Consider, 2% of the email we receive is spam P(A). Let's assume that the spam detector is really good and when an email is spam that it detects it P(B | A) with an accuracy of 99%, and when an email is not spam, it will mark it as spam with a very low rate of 0.1% P(B | not A). We need to find P(Spam | Detected).

## Solution
After plugging the values in to the formula:

P(A|B) = ( P (B|A) * P(A) ) / P(B).

P(Spam|Detected) = (P(Detected|Spam) * P(Spam)) / P(Detected)

Few values missing - P(B) and P(Detected)..... How to estimate them?????

                  

```
            P(B) = P(B|A) X P(A) + P(B|not A) X P(not A).
      P(Detected) = P(Detected|Spam) X P(Spam) + P(Detected|not Spam) X P(not Spam)
```
We know P(Detected|not Spam) which is 0.1% and we can calculate P(not Spam) as 1 - P(Spam)
P(not Spam) = 1 - 0.02 = 0.98.

Calculate P(Detected) = 0.02078

Since, now we have all the values, let's estimate the P(Spam | Detected)

In [None]:
# calculate the probability of an email in the spam folder being spam
# calculate P(A|B) given P(A), P(B|A), P(B|not A)
def bayes_theorem(p_a, p_b_given_a, p_b_given_not_a):
  # calculate P(not A)
  not_a = 1 - p_a
  # calculate P(B)
  p_b = p_b_given_a * p_a + p_b_given_not_a * not_a
  # calculate P(A|B)
  p_a_given_b = (p_b_given_a * p_a) / p_b
  return p_a_given_b

#P(A)
p_a = 0.02
# P(B|A)
p_b_given_a = 0.99
# P(B|not A)
p_b_given_not_a = 0.001
# calculate P(A|B)
result = bayes_theorem(p_a, p_b_given_a, p_b_given_not_a)
# summarize
print('P(A|B) = %.3f%%' % (result * 100))

P(A|B) = 95.284%


Hnece, if an email is in the spam folder, there is a 95.2% probability that it is in fact spam.

# Liars and Lie Detectors

Consider the case where a person is tested with a lie detector and gets a positive result suggesting that they are lying, what is the probability that the person is indeed lying?
Let's assume some details, such as most people that are tested are telling the truth, such as 98%, meaning (1 - 0.98) or 2% are liars P(A). Let's also assume that when someone is lying that the test can detect them well, but not great, such as 72% of the time P(B|A). Let's also assume that when the machine says they are not lying, this is true 97% of the time P(not B | not A).

We need to find - 

P(Lying | Positive) = ( P(Positive | Lying) * P(Lying) ) / P(Positive)

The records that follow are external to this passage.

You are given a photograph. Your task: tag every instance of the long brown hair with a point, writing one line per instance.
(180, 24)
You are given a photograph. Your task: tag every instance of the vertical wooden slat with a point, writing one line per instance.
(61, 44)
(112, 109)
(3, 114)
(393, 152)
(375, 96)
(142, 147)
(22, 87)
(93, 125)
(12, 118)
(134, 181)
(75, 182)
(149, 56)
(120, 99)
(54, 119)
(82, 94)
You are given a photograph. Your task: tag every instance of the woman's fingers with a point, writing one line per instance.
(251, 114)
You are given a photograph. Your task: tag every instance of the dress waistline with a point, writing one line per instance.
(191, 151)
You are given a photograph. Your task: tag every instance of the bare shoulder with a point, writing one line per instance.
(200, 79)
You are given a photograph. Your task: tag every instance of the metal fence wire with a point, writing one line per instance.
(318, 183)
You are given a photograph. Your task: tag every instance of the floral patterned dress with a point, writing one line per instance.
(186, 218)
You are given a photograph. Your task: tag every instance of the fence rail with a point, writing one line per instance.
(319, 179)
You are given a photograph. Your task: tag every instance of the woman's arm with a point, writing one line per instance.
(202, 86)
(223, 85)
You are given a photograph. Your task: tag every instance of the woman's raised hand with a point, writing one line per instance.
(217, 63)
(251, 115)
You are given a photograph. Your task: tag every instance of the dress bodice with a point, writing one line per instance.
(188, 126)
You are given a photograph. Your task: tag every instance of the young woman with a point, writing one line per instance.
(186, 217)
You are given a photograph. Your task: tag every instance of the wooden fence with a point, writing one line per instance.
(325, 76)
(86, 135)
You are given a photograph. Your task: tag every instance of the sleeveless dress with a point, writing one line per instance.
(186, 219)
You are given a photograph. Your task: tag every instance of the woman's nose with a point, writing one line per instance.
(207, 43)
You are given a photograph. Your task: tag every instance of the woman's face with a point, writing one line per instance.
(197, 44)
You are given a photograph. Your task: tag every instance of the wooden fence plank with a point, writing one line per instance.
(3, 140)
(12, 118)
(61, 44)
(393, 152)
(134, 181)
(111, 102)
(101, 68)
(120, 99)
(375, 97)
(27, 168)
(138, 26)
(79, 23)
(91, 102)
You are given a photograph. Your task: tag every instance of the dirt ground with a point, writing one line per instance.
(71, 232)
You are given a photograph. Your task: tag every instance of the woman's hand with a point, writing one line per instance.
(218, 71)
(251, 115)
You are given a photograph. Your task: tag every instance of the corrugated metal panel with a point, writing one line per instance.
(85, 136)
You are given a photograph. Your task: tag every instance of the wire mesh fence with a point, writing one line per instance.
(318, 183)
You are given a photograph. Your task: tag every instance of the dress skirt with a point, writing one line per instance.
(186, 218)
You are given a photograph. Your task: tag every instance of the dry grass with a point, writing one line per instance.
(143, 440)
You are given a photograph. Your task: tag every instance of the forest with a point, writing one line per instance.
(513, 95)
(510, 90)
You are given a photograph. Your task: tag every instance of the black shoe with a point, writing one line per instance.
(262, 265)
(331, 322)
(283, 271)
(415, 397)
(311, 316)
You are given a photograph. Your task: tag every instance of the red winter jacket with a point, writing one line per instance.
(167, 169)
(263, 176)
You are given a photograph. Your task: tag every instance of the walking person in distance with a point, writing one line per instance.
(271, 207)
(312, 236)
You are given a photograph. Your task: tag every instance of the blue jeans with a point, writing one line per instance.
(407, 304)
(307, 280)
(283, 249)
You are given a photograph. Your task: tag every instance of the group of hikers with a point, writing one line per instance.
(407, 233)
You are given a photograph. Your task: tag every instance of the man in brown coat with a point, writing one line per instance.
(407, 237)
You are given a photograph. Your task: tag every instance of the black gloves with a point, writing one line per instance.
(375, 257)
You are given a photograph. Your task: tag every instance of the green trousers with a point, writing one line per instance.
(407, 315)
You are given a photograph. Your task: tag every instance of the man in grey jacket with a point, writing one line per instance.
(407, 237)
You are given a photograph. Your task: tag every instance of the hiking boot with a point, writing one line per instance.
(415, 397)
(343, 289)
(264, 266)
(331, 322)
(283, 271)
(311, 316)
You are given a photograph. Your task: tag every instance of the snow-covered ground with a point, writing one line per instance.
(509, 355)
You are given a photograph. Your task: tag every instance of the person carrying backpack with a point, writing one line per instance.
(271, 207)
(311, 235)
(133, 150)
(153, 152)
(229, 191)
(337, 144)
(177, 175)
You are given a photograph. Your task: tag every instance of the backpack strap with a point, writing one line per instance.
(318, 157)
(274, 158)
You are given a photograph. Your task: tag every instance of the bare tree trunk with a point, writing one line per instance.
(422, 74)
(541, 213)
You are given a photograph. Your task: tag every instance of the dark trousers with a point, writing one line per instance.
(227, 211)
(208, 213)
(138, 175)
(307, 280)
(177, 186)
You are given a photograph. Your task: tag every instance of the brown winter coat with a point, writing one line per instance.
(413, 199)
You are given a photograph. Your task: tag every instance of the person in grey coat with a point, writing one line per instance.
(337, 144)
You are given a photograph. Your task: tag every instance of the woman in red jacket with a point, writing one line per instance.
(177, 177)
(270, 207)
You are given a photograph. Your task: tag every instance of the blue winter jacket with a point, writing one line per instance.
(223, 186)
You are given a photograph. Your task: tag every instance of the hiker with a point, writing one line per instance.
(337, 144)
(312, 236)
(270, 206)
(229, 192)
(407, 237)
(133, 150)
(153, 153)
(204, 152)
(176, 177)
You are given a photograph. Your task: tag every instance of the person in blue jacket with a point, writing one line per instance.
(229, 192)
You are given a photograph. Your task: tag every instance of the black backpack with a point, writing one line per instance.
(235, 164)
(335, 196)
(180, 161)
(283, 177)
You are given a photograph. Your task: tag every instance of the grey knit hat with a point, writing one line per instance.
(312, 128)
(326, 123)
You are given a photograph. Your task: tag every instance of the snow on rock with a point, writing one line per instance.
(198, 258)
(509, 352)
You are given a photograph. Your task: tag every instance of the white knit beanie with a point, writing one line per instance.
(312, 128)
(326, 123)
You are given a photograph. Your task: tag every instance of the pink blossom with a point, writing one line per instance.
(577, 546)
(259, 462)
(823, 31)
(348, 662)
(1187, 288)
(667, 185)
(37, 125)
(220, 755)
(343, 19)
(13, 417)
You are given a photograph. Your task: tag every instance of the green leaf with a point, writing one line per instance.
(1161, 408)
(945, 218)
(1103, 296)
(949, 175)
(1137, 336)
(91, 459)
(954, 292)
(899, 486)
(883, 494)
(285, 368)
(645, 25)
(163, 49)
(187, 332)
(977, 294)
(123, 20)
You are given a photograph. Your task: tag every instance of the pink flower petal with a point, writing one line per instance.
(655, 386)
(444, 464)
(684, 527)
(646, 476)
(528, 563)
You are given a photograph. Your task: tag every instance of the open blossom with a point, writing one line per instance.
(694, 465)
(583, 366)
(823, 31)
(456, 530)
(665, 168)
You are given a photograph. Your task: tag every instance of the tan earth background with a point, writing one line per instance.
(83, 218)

Any Missing Values???? P(Positive) = ?



In [None]:
# calculate the probability of a person lying given a positive lie detector result
# calculate P(A|B) given P(A), P(B|A), P(not B|not A)
def bayes_theorem(p_a, p_b_given_a, p_not_b_given_not_a):
  # calculate P(not A)
  not_a = 1 - p_a
  # calculate P(B|not A)
  p_b_given_not_a = 1 - p_not_b_given_not_a
  # calculate P(B)
  p_b = p_b_given_a * p_a + p_b_given_not_a * not_a
  # calculate P(A|B)
  p_a_given_b = (p_b_given_a * p_a) / p_b
  return p_a_given_b

# P(A), base rate
p_a = 0.02
# P(B|A)
p_b_given_a = 0.72
# P(not B| not A)
p_not_b_given_not_a = 0.97
# calculate P(A|B)
result = bayes_theorem(p_a, p_b_given_a, p_not_b_given_not_a)
# summarize
print('P(A|B) = %.3f%%' % (result * 100))

P(A|B) = 32.877%


That is, if the lie detector test comes back with a positive result, then there is a 32.8%
probability that they are in fact lying. It's a poor test!